S’il apparaît contestable qu’Otto Gross soit « devenu célèbre par son opposition » à Freud, c’est bien par ce conflit juridico-sanitaire avec son père pénaliste que l’intelligentsia, par-delà les frontières, s’est intéressée à son cas. Car Otto Gross acquît une notoriété européenne, comme l’illustre sa mention par Apollinaire comme « inventeur de la psychanalyse » ou, mieux encore, le Moravagine de Blaise Cendrars, roman dont le personnage central, fou dangereux, grand fauve humain, a été partiellement inspiré par le psychanalyste enfermé (l’autre source d’inspiration est Adolf Wöfli, schizophrène découvert par Jean Dubuffet, créateur d’art brut).
En 2011, cette relative notoriété a resurgi sous les traits de Vincent Cassel, qui incarne son personnage dans le film A Dangerous Method de David Cronenberg. Dans cette fiction cinématographique, narrant les relations de Freud, Jung et Sabina Spielrein, le fils du criminologue apparaît comme un cocaïnomane sociopathe dont le charisme se mêle d’une bonne dose de ridicule. Il est exact, c’est un fait avéré, qu’OG a contracté l’habitude de la poudre blanche lors de séjours entrepris en Amérique du sud, en tant que médecin de bord sur la ligne maritime Hambourg-Amérique latine. Il revint de ces voyages non seulement cocaïnomane, mais aussi morphinomane et opiomane, et ce sont ces addictions qui l’ont conduit à ses premières hospitalisations.
Enfin, la connaissance du destin hors du commun d’OG peut être complétée par l’ouvrage de Lionel Richard consacré à l’expressionnisme, D’une apocalypse à l’autre, dans lequel est relatée la polémique qui l’opposa à Ludwig Rubiner. Ce dernier, qui vécut à Berlin, à Paris puis en Suisse pendant la guerre 14-18, représenta le courant pacifiste dans le mouvement expressionniste, sur lequel il exerça une grande influence. Dans Die Aktion, le 7 mai 1913, Rubiner écrivit que les esprits créateurs avaient besoin « d’une nouvelle mythologie et non de psychologie » et que la psychanalyse ne pouvait servir qu’à guérir les caractères faibles, les artistes impressionnistes, les femmes. Il finit son article ainsi :
« En revanche la psychanalyse reste sans aucun sens pour des êtres qui sont dirigés par un esprit libre ; car chez eux la mémoire n’a pas à jacasser en vue d’une libération – elle procède au contraire d’une transposition, à l’intérieur d’objectifs qu’elle s’est consciemment fixés, en action directe ».

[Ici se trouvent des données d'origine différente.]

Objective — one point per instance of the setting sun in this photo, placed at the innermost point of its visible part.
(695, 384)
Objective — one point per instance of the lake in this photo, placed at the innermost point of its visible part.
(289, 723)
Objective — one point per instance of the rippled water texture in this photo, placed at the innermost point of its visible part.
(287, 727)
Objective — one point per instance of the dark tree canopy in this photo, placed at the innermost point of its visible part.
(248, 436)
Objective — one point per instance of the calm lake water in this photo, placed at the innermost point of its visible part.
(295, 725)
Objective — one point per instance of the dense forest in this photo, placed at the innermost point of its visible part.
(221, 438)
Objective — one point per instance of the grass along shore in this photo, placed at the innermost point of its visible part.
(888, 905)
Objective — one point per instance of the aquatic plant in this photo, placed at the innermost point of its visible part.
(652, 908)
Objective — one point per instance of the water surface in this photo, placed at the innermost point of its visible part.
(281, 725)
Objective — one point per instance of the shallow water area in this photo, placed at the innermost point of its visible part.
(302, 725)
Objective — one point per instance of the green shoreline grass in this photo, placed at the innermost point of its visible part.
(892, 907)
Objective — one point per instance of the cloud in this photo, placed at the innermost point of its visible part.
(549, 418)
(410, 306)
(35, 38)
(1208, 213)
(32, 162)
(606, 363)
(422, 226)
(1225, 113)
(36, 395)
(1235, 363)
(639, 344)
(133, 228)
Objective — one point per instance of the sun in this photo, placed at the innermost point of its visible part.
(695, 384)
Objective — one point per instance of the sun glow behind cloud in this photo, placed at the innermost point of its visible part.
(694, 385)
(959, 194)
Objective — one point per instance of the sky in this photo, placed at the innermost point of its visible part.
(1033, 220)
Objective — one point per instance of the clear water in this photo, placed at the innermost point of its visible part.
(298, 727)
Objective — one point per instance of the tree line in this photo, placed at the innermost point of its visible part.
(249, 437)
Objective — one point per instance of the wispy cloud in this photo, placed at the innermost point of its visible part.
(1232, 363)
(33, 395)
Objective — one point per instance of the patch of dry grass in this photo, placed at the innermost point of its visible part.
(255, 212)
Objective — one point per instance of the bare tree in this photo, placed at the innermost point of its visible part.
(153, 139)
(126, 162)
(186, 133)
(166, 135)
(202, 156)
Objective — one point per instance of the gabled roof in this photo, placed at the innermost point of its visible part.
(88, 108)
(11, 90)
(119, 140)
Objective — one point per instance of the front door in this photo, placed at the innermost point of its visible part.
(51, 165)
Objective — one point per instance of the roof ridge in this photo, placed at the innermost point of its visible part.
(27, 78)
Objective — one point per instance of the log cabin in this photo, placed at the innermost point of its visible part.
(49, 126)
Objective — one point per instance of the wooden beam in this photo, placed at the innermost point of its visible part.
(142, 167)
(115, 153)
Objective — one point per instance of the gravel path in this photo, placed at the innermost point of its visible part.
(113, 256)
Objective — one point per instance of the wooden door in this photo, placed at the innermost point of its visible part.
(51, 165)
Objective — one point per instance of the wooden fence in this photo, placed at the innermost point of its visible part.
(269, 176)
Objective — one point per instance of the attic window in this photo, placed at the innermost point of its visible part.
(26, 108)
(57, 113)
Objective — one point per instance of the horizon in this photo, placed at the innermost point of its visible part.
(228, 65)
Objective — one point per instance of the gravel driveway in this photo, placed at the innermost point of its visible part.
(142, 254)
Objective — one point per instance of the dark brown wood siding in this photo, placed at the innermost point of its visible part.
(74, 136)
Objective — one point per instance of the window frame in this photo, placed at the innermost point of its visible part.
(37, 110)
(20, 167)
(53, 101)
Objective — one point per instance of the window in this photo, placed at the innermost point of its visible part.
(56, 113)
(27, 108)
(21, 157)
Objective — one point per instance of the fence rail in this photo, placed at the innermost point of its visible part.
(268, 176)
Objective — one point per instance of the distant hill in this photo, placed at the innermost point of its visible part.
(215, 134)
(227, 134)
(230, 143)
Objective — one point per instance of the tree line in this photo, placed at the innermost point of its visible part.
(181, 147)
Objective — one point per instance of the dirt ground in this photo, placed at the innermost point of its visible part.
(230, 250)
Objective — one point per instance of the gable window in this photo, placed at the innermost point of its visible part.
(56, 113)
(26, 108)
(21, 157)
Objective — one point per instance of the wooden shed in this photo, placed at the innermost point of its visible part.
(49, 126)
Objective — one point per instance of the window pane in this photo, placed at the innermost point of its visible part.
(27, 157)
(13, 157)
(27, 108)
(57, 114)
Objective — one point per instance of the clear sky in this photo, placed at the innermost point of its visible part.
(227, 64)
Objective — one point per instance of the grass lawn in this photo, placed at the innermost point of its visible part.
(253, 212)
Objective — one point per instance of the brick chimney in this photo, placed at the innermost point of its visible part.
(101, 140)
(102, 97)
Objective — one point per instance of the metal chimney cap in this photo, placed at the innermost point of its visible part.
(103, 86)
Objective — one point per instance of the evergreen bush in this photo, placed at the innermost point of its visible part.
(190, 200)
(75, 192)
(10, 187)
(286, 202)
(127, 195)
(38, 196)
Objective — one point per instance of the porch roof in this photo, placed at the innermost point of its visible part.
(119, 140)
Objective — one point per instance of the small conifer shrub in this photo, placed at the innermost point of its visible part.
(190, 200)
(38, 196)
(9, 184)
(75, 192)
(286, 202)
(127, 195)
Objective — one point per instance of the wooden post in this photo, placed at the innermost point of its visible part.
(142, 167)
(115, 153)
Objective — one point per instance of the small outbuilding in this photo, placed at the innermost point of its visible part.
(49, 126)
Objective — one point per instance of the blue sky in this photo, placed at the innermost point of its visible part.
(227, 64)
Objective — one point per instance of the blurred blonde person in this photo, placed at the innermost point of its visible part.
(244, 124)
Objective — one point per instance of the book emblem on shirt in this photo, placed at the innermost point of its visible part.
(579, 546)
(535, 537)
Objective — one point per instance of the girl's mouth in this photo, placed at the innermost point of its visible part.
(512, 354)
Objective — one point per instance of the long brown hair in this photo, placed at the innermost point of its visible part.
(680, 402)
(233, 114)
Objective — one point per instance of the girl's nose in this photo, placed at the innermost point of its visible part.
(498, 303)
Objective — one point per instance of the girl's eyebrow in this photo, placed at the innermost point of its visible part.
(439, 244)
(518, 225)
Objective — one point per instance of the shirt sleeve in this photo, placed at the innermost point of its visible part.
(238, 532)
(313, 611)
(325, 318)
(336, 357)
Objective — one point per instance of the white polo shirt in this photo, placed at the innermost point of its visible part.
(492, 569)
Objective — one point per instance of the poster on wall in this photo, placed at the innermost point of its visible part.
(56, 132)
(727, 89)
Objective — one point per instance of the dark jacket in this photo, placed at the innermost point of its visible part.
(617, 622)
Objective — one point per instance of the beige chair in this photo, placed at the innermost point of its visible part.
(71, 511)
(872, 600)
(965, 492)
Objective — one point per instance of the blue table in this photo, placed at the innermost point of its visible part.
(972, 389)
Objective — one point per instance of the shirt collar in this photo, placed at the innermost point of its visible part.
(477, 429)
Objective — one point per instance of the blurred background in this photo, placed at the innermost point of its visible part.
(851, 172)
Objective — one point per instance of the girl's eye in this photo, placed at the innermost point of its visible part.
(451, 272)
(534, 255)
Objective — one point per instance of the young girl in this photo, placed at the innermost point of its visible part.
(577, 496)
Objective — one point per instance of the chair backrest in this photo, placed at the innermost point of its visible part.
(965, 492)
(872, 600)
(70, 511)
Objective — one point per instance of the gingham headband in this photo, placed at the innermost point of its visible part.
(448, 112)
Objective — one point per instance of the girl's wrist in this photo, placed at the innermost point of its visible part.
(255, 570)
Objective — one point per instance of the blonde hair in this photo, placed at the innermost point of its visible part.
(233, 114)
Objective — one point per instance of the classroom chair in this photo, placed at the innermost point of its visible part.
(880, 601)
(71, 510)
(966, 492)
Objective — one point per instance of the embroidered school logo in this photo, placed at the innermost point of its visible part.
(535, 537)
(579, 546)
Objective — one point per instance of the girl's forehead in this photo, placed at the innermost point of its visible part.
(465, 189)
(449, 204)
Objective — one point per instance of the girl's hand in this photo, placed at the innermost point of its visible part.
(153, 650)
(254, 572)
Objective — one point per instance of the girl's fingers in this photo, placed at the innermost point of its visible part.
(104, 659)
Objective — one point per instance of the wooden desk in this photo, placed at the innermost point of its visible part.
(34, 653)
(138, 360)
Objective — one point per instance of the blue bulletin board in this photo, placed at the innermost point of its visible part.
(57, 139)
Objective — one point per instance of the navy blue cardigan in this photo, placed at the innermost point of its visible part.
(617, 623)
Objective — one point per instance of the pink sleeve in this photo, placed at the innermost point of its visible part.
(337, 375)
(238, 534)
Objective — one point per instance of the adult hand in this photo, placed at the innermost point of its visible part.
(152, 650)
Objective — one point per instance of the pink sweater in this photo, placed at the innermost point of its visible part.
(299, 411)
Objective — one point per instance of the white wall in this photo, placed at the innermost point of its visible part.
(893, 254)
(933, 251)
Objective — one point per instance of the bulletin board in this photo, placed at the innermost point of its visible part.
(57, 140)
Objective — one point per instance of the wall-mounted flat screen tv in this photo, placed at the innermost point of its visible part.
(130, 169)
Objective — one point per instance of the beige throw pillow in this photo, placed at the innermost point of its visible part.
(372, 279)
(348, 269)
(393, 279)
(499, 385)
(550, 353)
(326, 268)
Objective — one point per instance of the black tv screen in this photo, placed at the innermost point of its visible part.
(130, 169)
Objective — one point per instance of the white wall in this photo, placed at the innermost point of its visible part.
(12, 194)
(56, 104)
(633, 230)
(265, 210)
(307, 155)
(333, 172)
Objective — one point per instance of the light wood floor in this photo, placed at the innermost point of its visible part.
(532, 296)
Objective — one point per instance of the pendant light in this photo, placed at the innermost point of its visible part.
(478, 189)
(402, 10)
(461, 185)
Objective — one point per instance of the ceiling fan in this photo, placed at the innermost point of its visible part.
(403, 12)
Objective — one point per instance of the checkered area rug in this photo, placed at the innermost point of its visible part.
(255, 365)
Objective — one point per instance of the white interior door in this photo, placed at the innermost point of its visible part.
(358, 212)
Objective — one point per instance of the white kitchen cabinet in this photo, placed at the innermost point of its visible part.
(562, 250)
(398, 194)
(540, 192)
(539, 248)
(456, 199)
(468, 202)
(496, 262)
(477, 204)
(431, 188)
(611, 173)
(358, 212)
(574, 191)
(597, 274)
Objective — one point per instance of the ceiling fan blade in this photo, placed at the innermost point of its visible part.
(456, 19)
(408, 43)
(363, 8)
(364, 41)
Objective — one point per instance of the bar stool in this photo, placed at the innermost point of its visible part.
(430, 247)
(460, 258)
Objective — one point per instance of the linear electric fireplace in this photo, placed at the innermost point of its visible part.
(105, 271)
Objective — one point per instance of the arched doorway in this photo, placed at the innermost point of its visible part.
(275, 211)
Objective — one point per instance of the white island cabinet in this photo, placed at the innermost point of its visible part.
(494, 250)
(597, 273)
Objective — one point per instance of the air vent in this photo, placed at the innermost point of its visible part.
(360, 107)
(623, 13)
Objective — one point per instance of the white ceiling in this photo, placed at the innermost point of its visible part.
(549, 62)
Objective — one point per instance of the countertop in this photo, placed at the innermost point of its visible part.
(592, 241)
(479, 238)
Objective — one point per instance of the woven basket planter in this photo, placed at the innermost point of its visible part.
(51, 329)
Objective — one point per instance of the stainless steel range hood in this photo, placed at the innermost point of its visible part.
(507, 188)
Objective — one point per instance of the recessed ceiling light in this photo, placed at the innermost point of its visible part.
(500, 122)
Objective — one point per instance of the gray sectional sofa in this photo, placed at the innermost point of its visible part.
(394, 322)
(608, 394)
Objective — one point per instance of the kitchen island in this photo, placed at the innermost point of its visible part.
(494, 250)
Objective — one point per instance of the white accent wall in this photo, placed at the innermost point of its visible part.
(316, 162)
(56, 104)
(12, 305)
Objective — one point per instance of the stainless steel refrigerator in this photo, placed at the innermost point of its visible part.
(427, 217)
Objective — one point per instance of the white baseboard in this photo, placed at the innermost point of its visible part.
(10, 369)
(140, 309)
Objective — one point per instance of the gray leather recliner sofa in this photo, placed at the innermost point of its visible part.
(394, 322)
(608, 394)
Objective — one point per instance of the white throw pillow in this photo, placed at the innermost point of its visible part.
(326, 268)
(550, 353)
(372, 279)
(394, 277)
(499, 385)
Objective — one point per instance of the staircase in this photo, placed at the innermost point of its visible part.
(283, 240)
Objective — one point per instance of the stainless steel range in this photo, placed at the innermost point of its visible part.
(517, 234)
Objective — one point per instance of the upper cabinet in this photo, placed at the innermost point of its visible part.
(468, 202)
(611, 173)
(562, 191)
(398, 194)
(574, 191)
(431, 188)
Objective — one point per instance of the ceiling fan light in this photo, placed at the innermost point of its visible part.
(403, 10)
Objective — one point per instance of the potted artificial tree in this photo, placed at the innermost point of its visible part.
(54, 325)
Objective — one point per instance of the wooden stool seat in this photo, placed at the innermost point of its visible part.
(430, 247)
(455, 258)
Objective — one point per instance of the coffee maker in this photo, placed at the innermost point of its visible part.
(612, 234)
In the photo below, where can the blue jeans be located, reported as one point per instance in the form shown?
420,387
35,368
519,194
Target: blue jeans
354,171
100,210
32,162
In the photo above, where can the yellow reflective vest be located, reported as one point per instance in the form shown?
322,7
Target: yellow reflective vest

Une semaine plus tard, toujours dans Die Aktion, Otto Gross répond :
« Voilà de nombreuses années, au Congrès de psychanalystes qui eut lieu à Salzbourg, j’ai dit combien, avec la découverte du « principe psychanalytique », c’est-à-dire avec l’ouverture de l’inconscient, la perspective était orientée sur le problème d’ensemble de la culture et l’impératif de l’avenir. Il m’a été répliqué par Freud : nous sommes des médecins et nous voulons rester des médecins. (…).
Aujourd’hui la psychologie de l’inconscient est pour nous l’unique garantie, et la première solide, que des réponses réelles peuvent être apportées à des questions réelles, et des voies justes conduire à des objectifs justes – il existe déjà un organe [sans doute la revue Révolution, note de Lionel Richard] qui sur cette base tente, pour périlleux qu’ils soient, ses premiers pas. Bien entendu il est toujours loisible aux littérateurs de croire – de façon naïve et niaise : « Ce qui est seul important, c’est l’utilité grossièrement pratique de la psychanalyse, le résultat thérapeutique. »
Quant à nous, voici ce que nous pensons : le fait que maintenant les hommes sont autorisés à espérer se comprendre les uns les autres et qu’ils doivent y parvenir, le fait qu’ainsi l’infinie solitude dernière concernant l’individu peut être surmontée, que s’annonce une éthique avec un enracinement réel dans la vie – c’est en cela que consiste le résultat thérapeutique de la psychanalyse.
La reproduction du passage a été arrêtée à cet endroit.